Planets and moons are big and heavy. Even so, if they get a little top-heavy, they may just tip over.
Scientists had already found evidence of this tipping business on Mars and on Enceladus, one of the moons of Saturn. And now they've also seen it on Europa, one of the moons of Jupiter.
In all three cases, scientists suspect that lots of ice built up at the poles. The extra mass made the worlds unstable, so they tipped over on their sides. Yet they didn't spin on their sides -- the poles moved, too. It would be like Earth tipping so that the ice caps were along the equator, with the poles in the middle of the Pacific and Atlantic oceans.
On Europa, scientists found evidence of such a tip-over in pictures of large curved basins on the moon's surface.
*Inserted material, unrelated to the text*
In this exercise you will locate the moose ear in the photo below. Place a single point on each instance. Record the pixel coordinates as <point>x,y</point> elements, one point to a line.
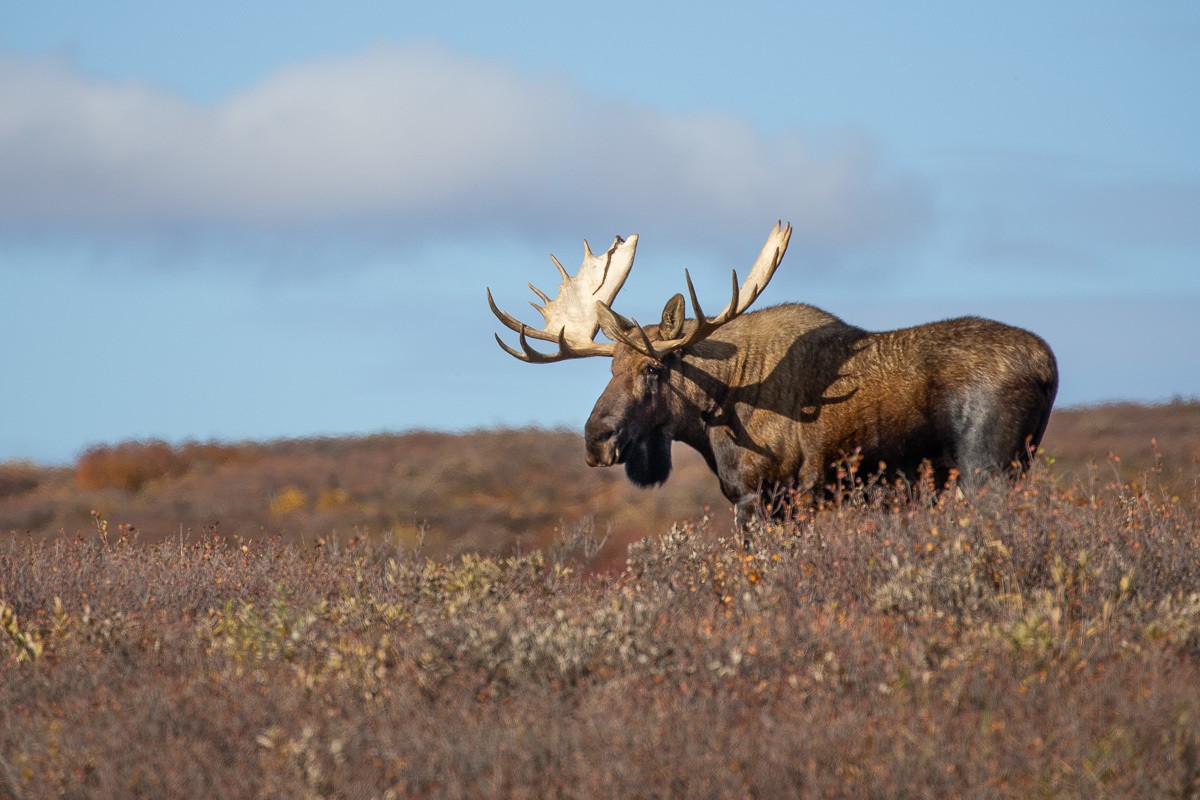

These depressions are near the equator today, but in the past they might have aligned with the poles. They suggest that when the ice at the poles grew thick enough, Europa's axis shifted by about 80 degrees -- about a quarter of the way around the big moon.
Jupiter appears near our own Moon tonight. It looks like a brilliant cream-colored star that's a little to the upper right of the Moon at nightfall. They scuttle low across the south during the night. Even through the lunar glare, binoculars should reveal Europa and Jupiter's three other big moons. They look like tiny stars lined up quite close to the planet -- worlds with their own intriguing stories.